Lenta, trasognata, Myosotis lasciò la sala.

XXVIII.

Traversò la stanza da pranzo, fiocamente illuminata, e si trovò nella vasta sala d'entrata, illuminata anch'essa da varie luci velate di rosso. Tutto era silenzioso; un lungo corridoio sbadigliava nero davanti a lei, conducendo forse alle camere di servizio, ma nessuna voce, nessun passo si udiva; nulla se non il lento e ritmico battito della grande pendola nell'angolo accanto all'ingresso. Mentre Myosotis, incerta, si guardava intorno, la grande pendola suonò con rintocchi profondi di cattedrale, le undici.

Con un senso di smarrimento indicibile Myosotis si avviò verso la scalinata, passando tra i putti di marmo biancheggianti nella penombra, reggenti le loro lampade ormai spente.

Giunta al primo piano passò davanti al salone dove gli ospiti di Lady Randolph si erano radunati prima del pranzo; era buia e vuota; e bui e vuoti erano i corridoi che a destra e a sinistra si allungavano come braccia nere tese verso l'oscurità.
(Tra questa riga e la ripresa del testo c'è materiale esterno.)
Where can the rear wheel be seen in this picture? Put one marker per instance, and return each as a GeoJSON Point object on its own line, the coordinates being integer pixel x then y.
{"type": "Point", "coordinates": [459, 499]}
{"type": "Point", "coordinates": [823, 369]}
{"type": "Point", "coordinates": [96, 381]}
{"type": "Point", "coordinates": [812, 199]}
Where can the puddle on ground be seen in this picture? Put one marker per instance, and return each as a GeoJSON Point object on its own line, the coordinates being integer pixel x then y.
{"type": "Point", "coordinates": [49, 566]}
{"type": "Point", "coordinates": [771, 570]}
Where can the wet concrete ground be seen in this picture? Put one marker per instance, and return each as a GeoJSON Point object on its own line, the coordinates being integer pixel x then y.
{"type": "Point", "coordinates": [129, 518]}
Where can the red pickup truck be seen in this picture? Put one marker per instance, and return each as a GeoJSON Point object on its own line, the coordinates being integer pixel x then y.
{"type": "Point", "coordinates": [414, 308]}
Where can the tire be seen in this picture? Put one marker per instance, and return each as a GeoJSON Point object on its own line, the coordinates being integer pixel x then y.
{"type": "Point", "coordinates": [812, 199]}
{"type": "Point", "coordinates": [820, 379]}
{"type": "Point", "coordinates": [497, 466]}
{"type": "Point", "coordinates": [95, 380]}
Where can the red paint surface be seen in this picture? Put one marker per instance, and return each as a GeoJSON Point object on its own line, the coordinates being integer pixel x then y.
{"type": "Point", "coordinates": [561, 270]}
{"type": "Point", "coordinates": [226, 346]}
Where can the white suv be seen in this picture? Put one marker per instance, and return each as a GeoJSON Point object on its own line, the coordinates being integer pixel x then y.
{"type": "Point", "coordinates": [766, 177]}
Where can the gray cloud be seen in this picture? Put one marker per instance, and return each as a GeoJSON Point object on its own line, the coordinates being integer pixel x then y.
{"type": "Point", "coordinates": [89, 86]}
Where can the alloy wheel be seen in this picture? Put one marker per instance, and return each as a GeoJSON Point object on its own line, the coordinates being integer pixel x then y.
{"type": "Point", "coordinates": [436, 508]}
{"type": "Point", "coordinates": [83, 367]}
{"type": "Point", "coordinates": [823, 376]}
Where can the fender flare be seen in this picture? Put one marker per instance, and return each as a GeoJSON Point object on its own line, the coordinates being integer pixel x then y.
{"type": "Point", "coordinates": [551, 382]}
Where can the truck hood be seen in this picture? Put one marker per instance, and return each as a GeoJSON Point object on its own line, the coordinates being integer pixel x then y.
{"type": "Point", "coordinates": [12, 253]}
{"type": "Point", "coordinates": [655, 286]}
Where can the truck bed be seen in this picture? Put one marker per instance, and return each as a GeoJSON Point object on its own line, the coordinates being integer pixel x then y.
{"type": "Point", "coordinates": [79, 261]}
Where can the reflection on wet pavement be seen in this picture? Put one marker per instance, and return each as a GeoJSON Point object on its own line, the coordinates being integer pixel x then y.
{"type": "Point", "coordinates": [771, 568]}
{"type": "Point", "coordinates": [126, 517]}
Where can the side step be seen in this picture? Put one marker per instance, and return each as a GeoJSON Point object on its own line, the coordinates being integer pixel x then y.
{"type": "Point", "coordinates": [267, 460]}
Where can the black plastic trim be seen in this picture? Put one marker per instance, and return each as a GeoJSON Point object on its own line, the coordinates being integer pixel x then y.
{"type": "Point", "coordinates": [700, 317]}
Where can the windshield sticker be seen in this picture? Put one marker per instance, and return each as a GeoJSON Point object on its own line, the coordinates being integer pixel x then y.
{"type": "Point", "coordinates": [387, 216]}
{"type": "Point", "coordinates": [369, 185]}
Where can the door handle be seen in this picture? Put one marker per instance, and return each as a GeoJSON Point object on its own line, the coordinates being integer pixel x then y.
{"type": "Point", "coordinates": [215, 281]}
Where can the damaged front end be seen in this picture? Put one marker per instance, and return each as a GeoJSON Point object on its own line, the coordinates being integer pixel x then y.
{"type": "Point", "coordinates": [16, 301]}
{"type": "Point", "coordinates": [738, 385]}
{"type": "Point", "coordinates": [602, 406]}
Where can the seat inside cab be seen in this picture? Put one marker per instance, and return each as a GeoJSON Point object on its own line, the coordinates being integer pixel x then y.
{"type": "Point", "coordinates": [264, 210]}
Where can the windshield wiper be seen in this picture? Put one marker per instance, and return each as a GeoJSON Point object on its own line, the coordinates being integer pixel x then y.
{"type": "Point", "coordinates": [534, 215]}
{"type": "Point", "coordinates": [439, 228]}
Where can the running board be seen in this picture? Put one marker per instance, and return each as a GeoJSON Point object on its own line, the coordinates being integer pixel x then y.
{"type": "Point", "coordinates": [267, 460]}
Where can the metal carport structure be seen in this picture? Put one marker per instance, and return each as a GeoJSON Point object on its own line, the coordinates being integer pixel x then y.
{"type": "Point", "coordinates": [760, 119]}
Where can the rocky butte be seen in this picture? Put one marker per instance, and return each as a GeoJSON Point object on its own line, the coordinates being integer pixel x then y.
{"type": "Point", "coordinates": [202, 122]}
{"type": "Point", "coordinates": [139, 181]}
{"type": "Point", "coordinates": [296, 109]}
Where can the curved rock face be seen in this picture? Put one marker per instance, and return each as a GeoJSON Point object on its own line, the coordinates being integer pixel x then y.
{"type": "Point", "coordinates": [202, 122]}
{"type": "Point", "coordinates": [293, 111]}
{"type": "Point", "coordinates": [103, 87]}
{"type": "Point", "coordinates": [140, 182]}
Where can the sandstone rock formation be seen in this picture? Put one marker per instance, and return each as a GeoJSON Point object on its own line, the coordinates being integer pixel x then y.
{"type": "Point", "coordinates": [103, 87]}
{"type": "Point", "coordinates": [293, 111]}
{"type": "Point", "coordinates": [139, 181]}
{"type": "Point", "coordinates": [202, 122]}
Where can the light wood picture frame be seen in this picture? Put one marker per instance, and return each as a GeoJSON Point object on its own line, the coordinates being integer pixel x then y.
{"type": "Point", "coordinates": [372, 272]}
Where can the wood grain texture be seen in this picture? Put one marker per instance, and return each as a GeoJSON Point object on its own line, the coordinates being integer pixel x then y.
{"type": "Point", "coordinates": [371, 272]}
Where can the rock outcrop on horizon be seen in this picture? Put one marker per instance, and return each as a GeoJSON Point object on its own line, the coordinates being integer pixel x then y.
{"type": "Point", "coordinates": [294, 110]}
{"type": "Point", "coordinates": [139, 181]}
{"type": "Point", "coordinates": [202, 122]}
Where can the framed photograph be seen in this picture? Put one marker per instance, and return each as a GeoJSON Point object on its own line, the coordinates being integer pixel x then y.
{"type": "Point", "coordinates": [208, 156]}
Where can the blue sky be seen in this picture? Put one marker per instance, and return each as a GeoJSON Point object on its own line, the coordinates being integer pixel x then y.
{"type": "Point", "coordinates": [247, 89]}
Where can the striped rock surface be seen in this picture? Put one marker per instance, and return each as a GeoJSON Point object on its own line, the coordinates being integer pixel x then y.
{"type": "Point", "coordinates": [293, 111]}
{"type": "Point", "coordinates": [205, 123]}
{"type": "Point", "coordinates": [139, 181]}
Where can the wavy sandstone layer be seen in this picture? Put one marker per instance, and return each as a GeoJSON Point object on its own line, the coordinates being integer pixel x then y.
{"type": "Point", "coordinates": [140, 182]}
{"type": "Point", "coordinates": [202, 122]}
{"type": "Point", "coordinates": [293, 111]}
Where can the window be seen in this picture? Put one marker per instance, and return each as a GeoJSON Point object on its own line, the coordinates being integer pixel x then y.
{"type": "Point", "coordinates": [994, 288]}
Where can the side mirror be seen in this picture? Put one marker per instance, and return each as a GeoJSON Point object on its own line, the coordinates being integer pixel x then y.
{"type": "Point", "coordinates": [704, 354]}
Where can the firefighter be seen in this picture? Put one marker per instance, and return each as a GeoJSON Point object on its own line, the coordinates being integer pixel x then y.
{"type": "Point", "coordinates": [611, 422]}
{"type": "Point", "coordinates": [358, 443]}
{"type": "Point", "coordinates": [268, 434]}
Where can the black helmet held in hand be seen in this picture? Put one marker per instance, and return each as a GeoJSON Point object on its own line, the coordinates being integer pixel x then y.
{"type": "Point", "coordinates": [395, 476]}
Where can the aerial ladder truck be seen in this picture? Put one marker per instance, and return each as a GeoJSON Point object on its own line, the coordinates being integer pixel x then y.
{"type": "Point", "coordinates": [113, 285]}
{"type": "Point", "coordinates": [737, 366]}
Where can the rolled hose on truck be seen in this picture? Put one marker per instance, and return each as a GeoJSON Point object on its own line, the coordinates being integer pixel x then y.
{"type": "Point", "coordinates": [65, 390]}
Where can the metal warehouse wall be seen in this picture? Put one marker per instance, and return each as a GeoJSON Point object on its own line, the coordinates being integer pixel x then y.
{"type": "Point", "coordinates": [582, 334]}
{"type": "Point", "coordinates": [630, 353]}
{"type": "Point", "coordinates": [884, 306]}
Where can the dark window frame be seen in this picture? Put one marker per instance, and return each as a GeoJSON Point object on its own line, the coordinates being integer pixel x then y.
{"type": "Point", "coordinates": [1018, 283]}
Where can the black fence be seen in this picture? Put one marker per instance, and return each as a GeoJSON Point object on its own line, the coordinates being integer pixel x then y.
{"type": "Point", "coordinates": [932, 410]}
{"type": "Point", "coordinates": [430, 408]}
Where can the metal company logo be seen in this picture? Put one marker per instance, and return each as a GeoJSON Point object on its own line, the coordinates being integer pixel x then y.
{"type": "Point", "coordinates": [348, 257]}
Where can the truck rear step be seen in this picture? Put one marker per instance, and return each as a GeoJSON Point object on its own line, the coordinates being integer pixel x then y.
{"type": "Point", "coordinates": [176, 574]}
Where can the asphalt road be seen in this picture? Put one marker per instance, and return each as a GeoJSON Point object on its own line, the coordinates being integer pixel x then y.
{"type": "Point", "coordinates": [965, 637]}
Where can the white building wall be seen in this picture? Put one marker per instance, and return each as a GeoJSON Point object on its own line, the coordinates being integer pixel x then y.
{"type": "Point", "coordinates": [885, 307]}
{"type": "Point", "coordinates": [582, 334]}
Col fiato breve, col cuore in tumulto, Myosotis salì al piano superiore e spinse la porta della sua camera da letto. Questa era vivamente rischiarata; tutte le lampade color d'ambra erano accese e un gran fuoco ardeva nel caminetto, illuminando vivamente i turgidi cuscini di raso gettati sulla pelle d'orso davanti al focolare.

E Myosotis, ferma sulla soglia davanti a tutto quel chiarore, davanti a tutto quello sfarzo aspettante.... ebbe un nuovo sussulto d'infinita paura. Ebbe più paura che nei corridoi tetri, che nelle stanze buie e misteriose....

Paura!... Paura — di che cosa?

D'un tratto, portentosa e trasecolante, come un velo strappato da mano violenta, ella ebbe la rivelazione fulminea della propria ignoranza. Come un cieco-nato a cui una folgore istantanea dia la percezione della sua cecità, così un lampo di chiaroveggenza squarciò improvviso la tenebra in cui lo spirito della fanciulla era sommerso.

Fino a quest'istante ella aveva ignorato che ignorasse qualcosa: innocente di essere innocente, ignara della sua inconsapevolezza. Ma ecco che d'un tratto ella percepì di essere chiusa nel suo candore come in una prigione, avvolta dalla sua ingenuità come da una fitta nube, in cui disperatamente il suo spirito si dibatteva. L'istinto — folgore illuminatrice — aveva squarciato la sua notte, per rivelarle.... che cosa?

L'oscurità!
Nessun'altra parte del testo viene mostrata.